The federal government may not create jobs, but it sure can take them away.
Citing its Title IX mandate, Swarthmore last week revoked its offer of a Resident Assistant (RA) position to Mia Ferguson after she refused to disclose details of a fellow student’s sexual assault case to college authorities. Ferguson has come at odds with the administration before, filing a complaint last spring under the Clery Act alleging that the College had shirked its legal responsibilities to properly report incidents of sexual assault.
Under the broad interpretation of Title IX set forth by the Department of Education, Resident Assistants are required to report any and all instances of sexual violence to the College. What renders Ferguson’s case so unique is the fact that she learned of the assault case before becoming an RA. The College is making the Title IX reporting requirement retroactive – something that even the DOE’s far-reaching interpretations of Title IX do not mention.
The College’s bizarre legal logic sets a dangerous precedent, essentially removing the ability of victims who don’t want to report their assaults to confide in their friends.
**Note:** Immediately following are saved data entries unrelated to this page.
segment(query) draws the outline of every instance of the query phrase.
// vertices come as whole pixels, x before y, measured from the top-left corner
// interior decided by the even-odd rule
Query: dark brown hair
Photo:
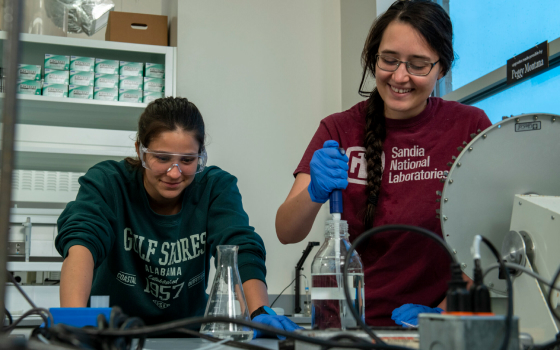
[[[385,130],[385,104],[377,88],[363,91],[365,80],[369,74],[375,76],[376,57],[385,29],[393,21],[406,23],[416,29],[428,45],[439,55],[439,63],[445,75],[453,63],[453,26],[449,15],[438,4],[429,0],[400,0],[381,15],[371,26],[362,52],[364,70],[360,83],[360,94],[368,97],[366,109],[366,127],[364,145],[367,163],[367,202],[364,225],[368,229],[373,225],[373,218],[379,191],[381,189],[381,155]]]
[[[194,103],[183,97],[164,97],[152,101],[140,115],[136,142],[150,147],[150,142],[162,132],[181,129],[192,132],[200,145],[199,153],[204,151],[204,120]],[[126,158],[134,168],[141,168],[138,158]]]

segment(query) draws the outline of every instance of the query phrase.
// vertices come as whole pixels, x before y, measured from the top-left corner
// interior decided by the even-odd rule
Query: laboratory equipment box
[[[87,98],[93,99],[93,85],[73,85],[68,86],[69,98]]]
[[[70,71],[70,84],[72,85],[82,85],[82,86],[93,86],[95,73],[86,71]]]
[[[43,96],[68,97],[68,84],[44,83]]]
[[[104,101],[118,101],[119,100],[119,89],[117,88],[100,88],[96,86],[93,89],[93,99],[94,100],[104,100]]]
[[[119,61],[106,60],[103,58],[95,59],[95,73],[119,74]]]
[[[70,56],[70,70],[80,72],[93,72],[95,69],[95,58]]]
[[[69,70],[70,56],[45,54],[45,69]]]
[[[142,90],[119,89],[120,102],[142,102]]]

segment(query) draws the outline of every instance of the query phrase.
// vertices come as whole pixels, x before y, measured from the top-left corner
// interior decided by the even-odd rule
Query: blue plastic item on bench
[[[54,324],[63,323],[74,327],[97,326],[97,316],[105,315],[107,322],[111,316],[110,307],[52,307],[49,309]]]

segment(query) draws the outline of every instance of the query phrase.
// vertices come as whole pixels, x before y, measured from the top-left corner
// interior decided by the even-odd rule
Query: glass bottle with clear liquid
[[[217,247],[216,274],[204,316],[224,316],[250,321],[249,308],[237,269],[238,248],[235,245]],[[253,339],[251,328],[234,323],[204,323],[200,327],[200,333],[220,339],[231,338],[235,341]]]
[[[348,266],[347,280],[352,298],[350,305],[344,296],[342,272],[350,246],[347,222],[327,221],[325,242],[311,263],[312,329],[356,327],[349,307],[354,307],[360,318],[364,319],[364,272],[356,251],[352,252]]]

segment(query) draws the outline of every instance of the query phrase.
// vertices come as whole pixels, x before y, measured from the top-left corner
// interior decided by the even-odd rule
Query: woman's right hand
[[[332,191],[348,186],[348,157],[340,153],[338,142],[325,141],[323,148],[313,153],[309,166],[311,182],[307,190],[313,202],[325,203]]]
[[[95,263],[88,248],[73,245],[60,271],[60,307],[87,307]]]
After all, those friends might one day become RAs, Student Academic Mentors (SAMs), Drug and Alcohol Resource Team (DART) members or other employees identified by the College as subject to the retroactive mandate and thus be forced to reveal every instance of sexual assault they ever learned of, regardless of whether that information was told to them in confidence.
We’ll leave the question of whether Ferguson’s firing was retaliation for her Clery Act complaint to the more cynical, but this episode is part of a larger pattern of colleges, under government orders, infringing on individual rights.
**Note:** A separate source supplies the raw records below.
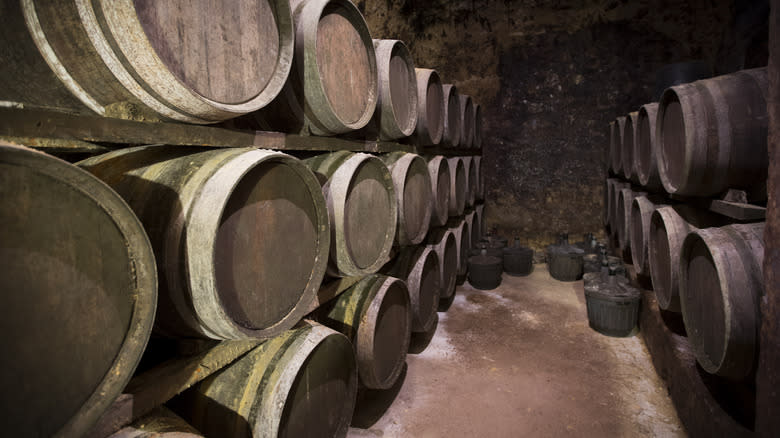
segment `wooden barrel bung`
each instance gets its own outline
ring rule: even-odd
[[[441,294],[439,256],[431,246],[401,249],[388,275],[406,281],[412,311],[412,331],[428,332],[436,323]]]
[[[650,275],[650,264],[647,256],[650,218],[657,208],[665,206],[657,197],[646,195],[637,196],[631,202],[631,223],[628,234],[631,242],[631,260],[634,262],[637,274]]]
[[[431,177],[433,208],[431,227],[447,224],[450,209],[450,166],[447,158],[436,155],[428,159],[428,172]]]
[[[455,244],[458,248],[458,275],[466,275],[468,270],[469,244],[471,241],[471,230],[469,224],[463,218],[453,218],[447,224],[447,227],[455,236]]]
[[[213,123],[265,106],[292,64],[285,0],[17,3],[0,33],[18,55],[0,67],[4,100]]]
[[[637,133],[634,143],[636,173],[639,184],[648,190],[661,190],[661,177],[658,175],[658,157],[656,151],[655,123],[658,104],[648,103],[639,108],[637,115]]]
[[[411,336],[412,312],[406,283],[369,275],[322,309],[319,319],[352,341],[360,383],[388,389],[401,375]]]
[[[474,103],[474,147],[482,149],[482,105]]]
[[[428,233],[433,209],[428,165],[421,156],[405,152],[391,152],[382,160],[390,169],[398,202],[395,242],[416,245]]]
[[[479,204],[474,208],[477,213],[477,223],[479,224],[480,238],[487,234],[487,224],[485,223],[485,204]]]
[[[474,289],[493,290],[501,285],[503,266],[500,257],[488,255],[487,250],[482,249],[479,255],[468,259],[469,283]]]
[[[631,203],[634,198],[646,196],[647,193],[634,191],[630,188],[618,192],[617,206],[615,208],[615,222],[617,226],[618,245],[623,251],[631,249]]]
[[[412,135],[417,126],[417,75],[403,41],[374,40],[379,97],[377,114],[380,140]]]
[[[469,248],[476,248],[482,235],[479,232],[479,218],[477,212],[470,210],[465,216],[466,223],[469,226]]]
[[[647,258],[658,307],[680,311],[680,247],[698,228],[725,225],[722,217],[686,205],[657,208],[650,216]]]
[[[389,259],[398,201],[387,166],[369,154],[346,151],[304,160],[325,181],[330,217],[328,274],[350,277],[377,272]]]
[[[623,134],[625,133],[626,118],[621,116],[610,125],[609,159],[612,171],[618,176],[625,176],[623,169]]]
[[[138,218],[106,184],[0,144],[3,434],[80,437],[130,380],[157,274]]]
[[[617,232],[618,232],[618,219],[617,219],[617,211],[618,211],[618,196],[620,195],[620,191],[625,188],[630,188],[631,184],[627,182],[623,182],[619,179],[613,179],[612,185],[607,186],[607,215],[609,218],[609,229],[610,234],[612,237],[617,238]]]
[[[468,180],[466,166],[460,157],[447,158],[450,167],[450,216],[460,216],[466,209]]]
[[[482,156],[474,155],[471,157],[471,162],[474,165],[474,169],[477,172],[477,191],[475,192],[477,201],[485,200],[485,174],[482,172]]]
[[[615,148],[617,147],[617,121],[612,120],[609,122],[609,148],[607,149],[607,174],[618,175],[617,168],[615,167],[615,161],[612,157],[615,156]]]
[[[477,200],[477,166],[474,163],[474,157],[460,157],[463,161],[463,167],[466,170],[466,206],[473,207]]]
[[[457,147],[460,145],[460,98],[458,89],[452,84],[442,86],[444,93],[444,132],[441,142],[447,147]]]
[[[680,305],[705,371],[752,374],[764,295],[764,223],[694,230],[680,249]]]
[[[345,437],[357,396],[352,344],[303,321],[170,403],[206,436]]]
[[[461,94],[460,101],[460,147],[474,147],[474,102],[471,96]]]
[[[455,240],[455,234],[446,227],[435,228],[428,233],[428,246],[439,256],[440,298],[450,298],[455,293],[458,275],[458,242]]]
[[[203,438],[203,435],[170,409],[159,406],[109,438]]]
[[[307,312],[329,230],[320,185],[300,160],[252,148],[141,146],[79,165],[113,187],[149,233],[160,334],[272,337]]]
[[[446,113],[444,90],[436,70],[415,68],[417,76],[417,125],[414,142],[420,146],[437,145],[444,133]]]
[[[766,196],[767,69],[677,85],[658,106],[656,157],[664,188],[709,196],[730,188]]]
[[[620,152],[621,167],[627,179],[634,183],[639,182],[636,173],[636,155],[634,154],[637,134],[638,111],[626,115],[626,123],[623,125],[623,150]]]

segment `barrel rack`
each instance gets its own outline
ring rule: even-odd
[[[477,148],[421,147],[395,142],[249,131],[220,126],[135,121],[25,108],[21,105],[0,106],[0,139],[65,159],[145,144],[255,147],[299,152],[348,150],[376,154],[403,151],[450,157],[482,154],[481,149]],[[308,313],[337,297],[360,279],[361,277],[326,278]],[[176,347],[177,357],[137,373],[87,436],[103,438],[113,434],[229,365],[262,342],[263,340],[258,339],[179,341]]]

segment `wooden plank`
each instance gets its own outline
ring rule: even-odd
[[[0,140],[38,149],[50,154],[102,154],[111,150],[111,148],[107,148],[99,144],[62,138],[2,136],[0,137]]]
[[[761,207],[759,205],[715,199],[710,202],[709,209],[715,213],[739,221],[759,221],[766,219],[766,207]]]
[[[307,313],[311,313],[317,310],[318,307],[327,303],[333,298],[336,298],[342,292],[355,285],[355,283],[357,283],[361,279],[363,279],[363,277],[344,277],[344,278],[337,278],[335,280],[323,284],[320,287],[320,290],[317,292],[317,299],[315,300],[315,302],[311,304],[311,306],[309,306],[309,310]]]
[[[102,438],[151,412],[177,394],[229,365],[263,341],[223,341],[198,355],[173,359],[142,373],[127,384],[87,435]]]

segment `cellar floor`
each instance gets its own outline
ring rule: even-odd
[[[398,384],[359,395],[348,436],[685,436],[639,336],[593,331],[582,281],[534,268],[459,286]]]

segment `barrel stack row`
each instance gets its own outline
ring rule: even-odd
[[[605,225],[659,307],[682,313],[702,368],[735,380],[758,354],[764,223],[697,206],[737,190],[766,201],[767,92],[765,68],[743,70],[670,87],[609,126]]]
[[[477,102],[350,0],[3,6],[0,100],[135,120],[479,148]]]

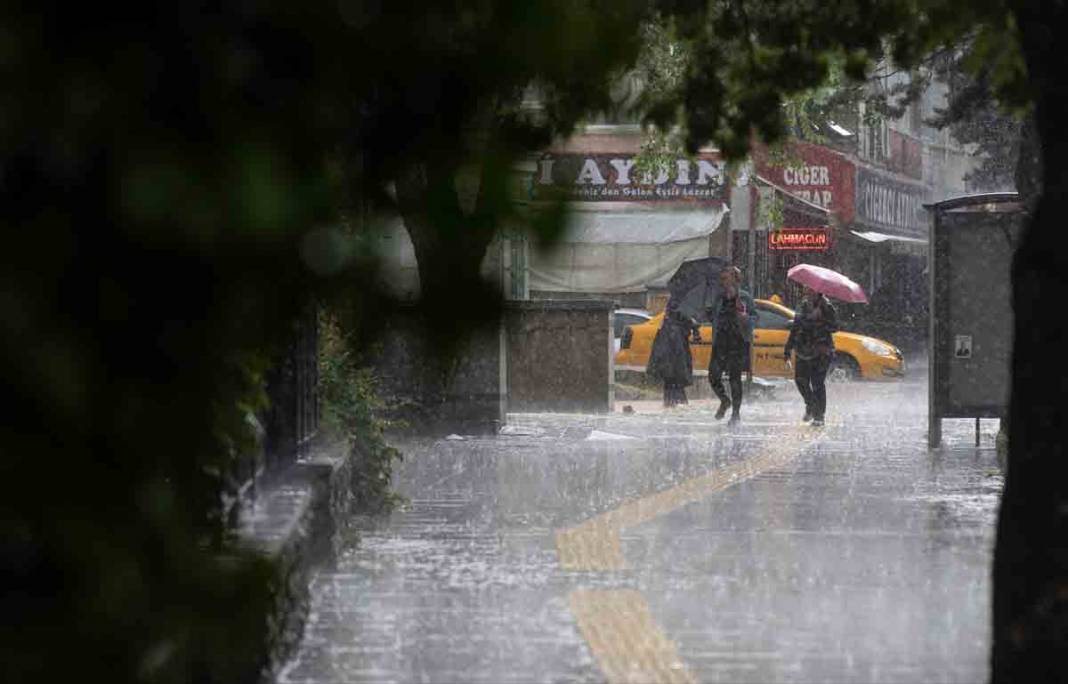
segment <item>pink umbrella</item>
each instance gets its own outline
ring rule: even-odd
[[[816,292],[840,299],[850,304],[867,304],[868,295],[864,290],[849,278],[838,271],[832,271],[822,266],[812,264],[798,264],[786,272],[790,280],[801,283],[805,287],[812,288]]]

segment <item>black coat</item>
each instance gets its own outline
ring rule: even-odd
[[[720,368],[738,368],[743,373],[752,373],[752,343],[756,330],[757,310],[753,297],[745,290],[739,290],[737,300],[726,299],[721,295],[708,311],[712,323],[712,355],[708,369],[719,365]],[[738,317],[738,300],[745,307],[746,317]]]
[[[820,295],[815,305],[805,300],[794,314],[784,352],[789,356],[796,351],[799,359],[833,356],[836,330],[838,314],[826,297]]]
[[[680,314],[668,312],[660,325],[645,373],[665,385],[689,387],[693,384],[693,356],[690,335],[699,328]]]

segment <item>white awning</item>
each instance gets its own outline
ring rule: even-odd
[[[858,231],[858,230],[851,230],[849,232],[852,233],[853,235],[856,235],[858,238],[860,238],[862,240],[867,240],[868,242],[874,242],[876,244],[883,243],[883,242],[886,242],[888,240],[892,241],[892,242],[908,242],[908,243],[917,244],[917,245],[926,245],[927,244],[927,240],[925,240],[923,238],[911,238],[911,237],[905,237],[903,235],[888,235],[887,233],[876,233],[875,231],[863,231],[862,232],[862,231]]]
[[[725,205],[688,211],[572,211],[563,242],[663,245],[711,235],[723,222]]]
[[[640,292],[686,259],[709,255],[724,206],[687,210],[573,211],[562,242],[530,255],[530,289]]]

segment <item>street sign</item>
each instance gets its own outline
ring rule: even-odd
[[[953,341],[953,356],[958,359],[972,358],[972,336],[957,335]]]

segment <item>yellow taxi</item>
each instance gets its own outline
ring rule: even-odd
[[[786,338],[794,312],[766,299],[755,301],[756,331],[753,334],[753,375],[769,378],[793,377],[793,368],[783,359]],[[616,368],[645,369],[653,338],[660,330],[664,314],[660,313],[644,323],[628,326],[623,331],[620,349],[616,353]],[[712,354],[712,326],[701,326],[701,342],[690,345],[695,370],[708,368]],[[835,380],[865,379],[892,380],[905,375],[905,359],[901,351],[883,340],[849,332],[834,333],[835,359],[828,376]]]

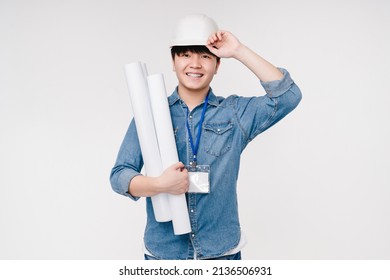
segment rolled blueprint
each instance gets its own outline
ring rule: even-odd
[[[157,134],[163,169],[179,161],[173,135],[172,119],[169,111],[164,77],[162,74],[149,75],[147,78],[150,103],[152,105],[153,119]],[[172,213],[173,230],[176,235],[191,232],[188,216],[187,202],[184,194],[168,195]]]
[[[145,79],[146,67],[141,62],[126,64],[125,74],[145,171],[148,176],[157,177],[160,176],[163,168]],[[158,194],[152,196],[151,199],[156,221],[172,220],[168,194]]]

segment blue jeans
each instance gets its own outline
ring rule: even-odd
[[[149,256],[149,255],[144,255],[145,260],[158,260],[155,257]],[[206,259],[206,260],[241,260],[241,252],[238,252],[233,255],[227,255],[227,256],[222,256],[222,257],[217,257],[213,259]]]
Victims are fully capable of making their own decisions on whether or not to report; they don’t need the Department of Education’s vague and arcane reporting requirements aimed at forcing their stories into the hands of college authorities. Moreover, the vague wording of the DOE mandates concerning reporting requirements open up the possibility of their abuse by colleges, as we saw in the case of Ferguson’s dismissal.
The Department of Education’s 2011 “Dear Colleague” letter mandates that colleges open investigations into a sexual assault case regardless of whether local law enforcement has also done so. One particularly confusing passage from the letter reads:
If the complainant requests confidentiality or asks that the complaint not be pursued, the school should take all reasonable steps to investigate and respond to the complaint consistent with the request for confidentiality or request not to pursue an investigation.
This contradictory passage is emblematic of colleges trying to substitute for the U.S. legal system – a substitution mandated, oddly enough, by the federal government. Leaving interpretation of this confusing language up to colleges will naturally result in a conflict of interest, as colleges unsuccessfully attempt to comply with reporting and investigation mandates while also trying to maintain respect for victims and their choices.
While we encourage victims to come forward with their stories and cooperate with the local police, we believe that victim rights come before the interests of the College or the government, and all of us must respect the choice of a victim not to report.
The debacle with Ferguson is the natural result of a Department of Education that seeks to deemphasize regular law enforcement in favor of college bureaucracies. Saddled with the responsibility of enforcing federal “law,” colleges – with their own interests and responsibilities – will intentionally or unintentionally twist the vague wording of the “Dear Colleague” letter until we have RAs being fired and victims’ privacy being violated.
We call upon the Department of Education to get colleges out of the judiciary process and put the law back in the hands of law enforcement.